During her 25 years as a public relations practitioner, Ramonna Robinson ’93 has seen the best and worst the world has to offer. 

Within a year after graduation, she was traveling handling communications for the Pan Am Games, Goodwill Games, and the Olympics. 

Six years later, she’d been the Lakewood (Colorado) Police Department’s spokesperson for just six weeks when the Columbine High School shootings occurred. “It was trial by fire,” Robinson said, “and that is where I learned ‘on the job’ and honed my crisis communication skills.” 

At those jobs and others, Robinson has used what she learned at Butler—and in the field—to accentuate the positive and minimize the negative for a slew of clients. 

“I rave about Butler all the time,” said Robinson, whose first name is her mom’s middle name, Ann, and her dad’s first name, Omar, spelled backwards. “I got a great education, a great mixture of professors and adjuncts who came in from the real world—especially in some of my advertising classes, where we looked at campaigns and how things are applied—and values that were instilled in me that stick with me to this day.” 

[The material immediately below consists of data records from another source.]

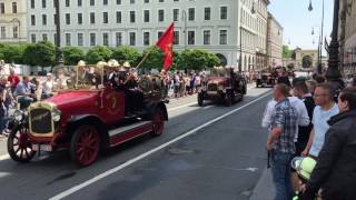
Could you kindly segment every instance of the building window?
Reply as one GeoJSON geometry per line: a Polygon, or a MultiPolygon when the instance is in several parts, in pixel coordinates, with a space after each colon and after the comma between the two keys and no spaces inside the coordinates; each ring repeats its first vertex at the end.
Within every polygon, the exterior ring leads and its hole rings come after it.
{"type": "Polygon", "coordinates": [[[12,36],[13,36],[13,38],[19,38],[19,27],[12,28],[12,36]]]}
{"type": "Polygon", "coordinates": [[[0,13],[4,13],[4,3],[0,2],[0,13]]]}
{"type": "Polygon", "coordinates": [[[70,46],[71,44],[71,36],[70,33],[66,33],[66,46],[70,46]]]}
{"type": "Polygon", "coordinates": [[[227,30],[220,30],[220,44],[227,44],[227,30]]]}
{"type": "Polygon", "coordinates": [[[90,33],[90,46],[96,46],[97,44],[97,34],[91,32],[90,33]]]}
{"type": "Polygon", "coordinates": [[[159,40],[162,34],[164,34],[164,31],[158,31],[157,32],[157,39],[159,40]]]}
{"type": "Polygon", "coordinates": [[[47,0],[42,0],[42,8],[47,7],[47,0]]]}
{"type": "Polygon", "coordinates": [[[42,26],[47,26],[47,16],[42,14],[42,26]]]}
{"type": "Polygon", "coordinates": [[[121,23],[121,11],[116,12],[116,23],[121,23]]]}
{"type": "Polygon", "coordinates": [[[31,42],[36,43],[36,34],[31,34],[31,42]]]}
{"type": "Polygon", "coordinates": [[[179,21],[179,9],[174,9],[174,21],[179,21]]]}
{"type": "Polygon", "coordinates": [[[109,22],[108,12],[102,12],[102,22],[103,22],[103,23],[108,23],[108,22],[109,22]]]}
{"type": "Polygon", "coordinates": [[[188,9],[188,20],[189,21],[196,20],[196,9],[195,8],[188,9]]]}
{"type": "Polygon", "coordinates": [[[227,7],[220,7],[220,19],[221,20],[227,19],[227,7]]]}
{"type": "Polygon", "coordinates": [[[211,19],[211,8],[205,8],[204,9],[204,20],[210,20],[211,19]]]}
{"type": "Polygon", "coordinates": [[[174,44],[178,46],[179,44],[179,31],[174,32],[174,44]]]}
{"type": "Polygon", "coordinates": [[[135,23],[135,21],[136,21],[135,11],[130,11],[130,22],[135,23]]]}
{"type": "Polygon", "coordinates": [[[48,41],[48,36],[46,33],[42,34],[42,41],[48,41]]]}
{"type": "Polygon", "coordinates": [[[78,24],[82,24],[82,13],[78,13],[78,24]]]}
{"type": "Polygon", "coordinates": [[[36,16],[31,14],[31,26],[36,26],[36,16]]]}
{"type": "Polygon", "coordinates": [[[30,7],[31,9],[34,9],[34,0],[31,0],[30,7]]]}
{"type": "Polygon", "coordinates": [[[116,47],[122,46],[122,32],[116,33],[116,47]]]}
{"type": "Polygon", "coordinates": [[[102,33],[102,46],[109,46],[109,33],[107,32],[102,33]]]}
{"type": "Polygon", "coordinates": [[[136,32],[130,32],[130,46],[136,46],[136,32]]]}
{"type": "Polygon", "coordinates": [[[158,10],[158,21],[165,21],[165,10],[158,10]]]}
{"type": "Polygon", "coordinates": [[[95,12],[90,12],[90,23],[91,24],[96,23],[96,13],[95,12]]]}
{"type": "Polygon", "coordinates": [[[144,11],[144,22],[149,22],[149,10],[144,11]]]}
{"type": "Polygon", "coordinates": [[[78,46],[83,46],[83,36],[81,32],[78,33],[78,46]]]}
{"type": "Polygon", "coordinates": [[[66,13],[66,24],[70,24],[70,13],[66,13]]]}
{"type": "Polygon", "coordinates": [[[1,27],[1,38],[2,39],[4,39],[4,38],[7,38],[7,29],[6,29],[6,27],[1,27]]]}
{"type": "Polygon", "coordinates": [[[144,32],[144,46],[149,46],[149,32],[144,32]]]}
{"type": "Polygon", "coordinates": [[[204,44],[210,44],[210,30],[205,30],[204,32],[204,44]]]}
{"type": "Polygon", "coordinates": [[[196,31],[188,31],[188,44],[194,46],[196,43],[196,31]]]}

Robinson grew up in Greenwood, Indiana, and chose Butler for radio/TV. But as a member of the WAJC staff, she kept losing her voice. An examination discovered nodules on her vocal cords, so she switched her major to Journalism with a concentration in Public Relations. 

She remembers Gay Wakefield, who ran the department, and her advisor, Journalism Professor Art Levin, as being particularly influential and helpful. Levin helped arrange her schedule so she could study at Murdoch University in Australia for a full year and still graduate from Butler on time. 

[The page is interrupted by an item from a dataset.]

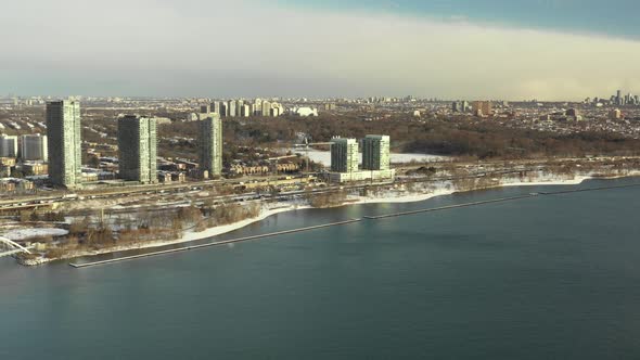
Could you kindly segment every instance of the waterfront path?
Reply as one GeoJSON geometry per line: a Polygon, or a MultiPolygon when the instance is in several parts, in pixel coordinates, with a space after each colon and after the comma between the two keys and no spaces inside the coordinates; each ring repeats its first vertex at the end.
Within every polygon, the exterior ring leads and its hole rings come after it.
{"type": "Polygon", "coordinates": [[[145,253],[145,254],[140,254],[140,255],[124,256],[124,257],[118,257],[118,258],[108,259],[108,260],[101,260],[101,261],[93,261],[93,262],[86,262],[86,263],[69,263],[69,266],[72,266],[74,268],[88,268],[88,267],[94,267],[94,266],[99,266],[99,265],[107,265],[107,263],[113,263],[113,262],[120,262],[120,261],[133,260],[133,259],[152,257],[152,256],[159,256],[159,255],[166,255],[166,254],[187,252],[187,250],[199,249],[199,248],[203,248],[203,247],[220,246],[220,245],[227,245],[227,244],[233,244],[233,243],[241,243],[241,242],[251,241],[251,240],[259,240],[259,239],[265,239],[265,237],[272,237],[272,236],[279,236],[279,235],[285,235],[285,234],[292,234],[292,233],[299,233],[299,232],[304,232],[304,231],[311,231],[311,230],[322,229],[322,228],[346,226],[346,224],[350,224],[354,222],[362,221],[363,219],[381,220],[381,219],[395,218],[395,217],[415,215],[415,214],[422,214],[422,213],[433,213],[433,211],[441,211],[441,210],[448,210],[448,209],[455,209],[455,208],[461,208],[461,207],[471,207],[471,206],[479,206],[479,205],[486,205],[486,204],[513,202],[513,201],[532,198],[532,197],[537,197],[537,196],[561,195],[561,194],[571,194],[571,193],[578,193],[578,192],[603,191],[603,190],[614,190],[614,189],[635,188],[635,187],[640,187],[640,183],[626,184],[626,185],[588,188],[588,189],[575,189],[575,190],[560,190],[560,191],[553,191],[553,192],[532,192],[529,194],[520,195],[520,196],[500,197],[500,198],[487,200],[487,201],[482,201],[482,202],[472,202],[472,203],[464,203],[464,204],[457,204],[457,205],[432,207],[432,208],[426,208],[426,209],[402,211],[402,213],[395,213],[395,214],[387,214],[387,215],[364,216],[361,219],[349,219],[349,220],[345,220],[345,221],[319,224],[319,226],[313,226],[313,227],[277,231],[277,232],[270,232],[270,233],[260,234],[260,235],[252,235],[252,236],[206,243],[206,244],[201,244],[201,245],[184,246],[184,247],[171,248],[171,249],[167,249],[167,250],[151,252],[151,253],[145,253]]]}
{"type": "Polygon", "coordinates": [[[88,267],[94,267],[94,266],[99,266],[99,265],[106,265],[106,263],[120,262],[120,261],[126,261],[126,260],[140,259],[140,258],[144,258],[144,257],[152,257],[152,256],[158,256],[158,255],[166,255],[166,254],[193,250],[193,249],[203,248],[203,247],[228,245],[228,244],[241,243],[241,242],[251,241],[251,240],[258,240],[258,239],[280,236],[280,235],[285,235],[285,234],[293,234],[293,233],[298,233],[298,232],[304,232],[304,231],[311,231],[311,230],[317,230],[317,229],[322,229],[322,228],[346,226],[346,224],[350,224],[350,223],[358,222],[361,220],[362,219],[350,219],[350,220],[346,220],[346,221],[331,222],[331,223],[324,223],[324,224],[307,227],[307,228],[298,228],[298,229],[293,229],[293,230],[277,231],[277,232],[270,232],[267,234],[252,235],[252,236],[245,236],[245,237],[239,237],[239,239],[232,239],[232,240],[225,240],[225,241],[201,244],[201,245],[192,245],[192,246],[184,246],[184,247],[179,247],[179,248],[171,248],[171,249],[167,249],[167,250],[145,253],[145,254],[140,254],[140,255],[124,256],[124,257],[118,257],[118,258],[108,259],[108,260],[101,260],[101,261],[93,261],[93,262],[86,262],[86,263],[69,263],[69,266],[72,266],[76,269],[88,268],[88,267]]]}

One of Wakefield’s classes helped propel Robinson into the sports industry upon graduation—first leading communications for a national gymnastics organization and then to Indiana Sports Corp., where she handled communications for events in Indianapolis like the Olympic trials for swimming and diving. 

In 1998, Robinson visited Colorado “and realized that the sun comes out in the winter and people get outside year-round to enjoy the mountains and everything Colorado has to offer.’” Though the closest she’d been to law enforcement was getting a speeding ticket, she got the job with the Lakewood Police Department. In her first year there, she worked on Columbine, two officer-involved shootings, and a record number of homicides. 

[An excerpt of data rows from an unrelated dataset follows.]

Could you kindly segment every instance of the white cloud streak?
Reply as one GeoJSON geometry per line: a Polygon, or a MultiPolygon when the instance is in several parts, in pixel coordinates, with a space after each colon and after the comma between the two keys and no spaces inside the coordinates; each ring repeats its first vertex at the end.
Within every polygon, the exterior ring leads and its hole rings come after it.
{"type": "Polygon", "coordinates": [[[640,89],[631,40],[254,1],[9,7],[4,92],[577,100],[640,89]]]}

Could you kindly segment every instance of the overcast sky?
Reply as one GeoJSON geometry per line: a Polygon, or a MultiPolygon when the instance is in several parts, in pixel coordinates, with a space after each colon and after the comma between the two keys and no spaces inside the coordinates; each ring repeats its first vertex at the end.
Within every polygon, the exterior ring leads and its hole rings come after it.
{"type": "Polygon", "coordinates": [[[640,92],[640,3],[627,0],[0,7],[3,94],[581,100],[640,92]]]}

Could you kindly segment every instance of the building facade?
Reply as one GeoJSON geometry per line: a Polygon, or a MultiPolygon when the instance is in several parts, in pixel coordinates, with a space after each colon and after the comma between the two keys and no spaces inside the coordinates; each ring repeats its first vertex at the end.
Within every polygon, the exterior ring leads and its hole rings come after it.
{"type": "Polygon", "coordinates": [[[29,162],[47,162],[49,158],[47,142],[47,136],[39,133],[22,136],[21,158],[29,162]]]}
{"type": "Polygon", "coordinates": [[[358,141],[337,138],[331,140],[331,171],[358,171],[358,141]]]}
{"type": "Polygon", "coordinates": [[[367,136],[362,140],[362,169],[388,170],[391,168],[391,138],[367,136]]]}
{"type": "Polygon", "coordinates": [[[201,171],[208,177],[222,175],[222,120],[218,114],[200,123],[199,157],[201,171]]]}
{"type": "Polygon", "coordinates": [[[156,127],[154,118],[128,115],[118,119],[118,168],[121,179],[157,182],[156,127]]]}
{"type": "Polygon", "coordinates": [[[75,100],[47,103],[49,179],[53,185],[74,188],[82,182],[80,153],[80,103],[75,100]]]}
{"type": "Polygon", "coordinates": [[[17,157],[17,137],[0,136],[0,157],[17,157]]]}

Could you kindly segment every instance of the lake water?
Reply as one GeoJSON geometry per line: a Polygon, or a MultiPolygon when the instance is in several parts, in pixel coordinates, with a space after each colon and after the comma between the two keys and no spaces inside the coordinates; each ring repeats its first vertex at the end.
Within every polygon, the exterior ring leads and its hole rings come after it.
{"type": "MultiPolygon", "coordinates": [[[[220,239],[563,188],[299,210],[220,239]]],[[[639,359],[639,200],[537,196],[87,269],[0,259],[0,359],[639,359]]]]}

After that, she had the opportunity to take over the marketing and public relations for Swedish Medical Center outside of Denver. She spent five years there in a role that expanded to include physician relations and new business development. While there, Robinson helped the hospital celebrate its 100th anniversary by putting together a commemorative book, arranging publicity for a community immunization project, and planning a gala celebration. 

During that time, she mentioned to a friend that she was open to new opportunities. That friend connected Robinson with Laura Love, the owner of GroundFloor Media, and “I left a 100-year-old hospital for a 4-year-old PR agency.” 

That was in 2005. Robinson has since become part owner of the agency, which is located around the corner from Coors Field. She’s helped the firm evolve into digital marketing and social media strategies, guiding clients through successes and crises, and is building a culture that has landed the agency in the top five on Outside magazine’s best places to work list for the past five years. (One of her clients is Sun King, the hugely successful Indianapolis-based brewery founded by her dad and her brother Clay.) 

Though Robinson’s plan had been to be in the media, she said everything has worked out well. She credits Butler with kick-starting her career. 

“The education I got there and the class size and the attention to detail that I learned at Butler,” she said, “has stuck with me and served me well.”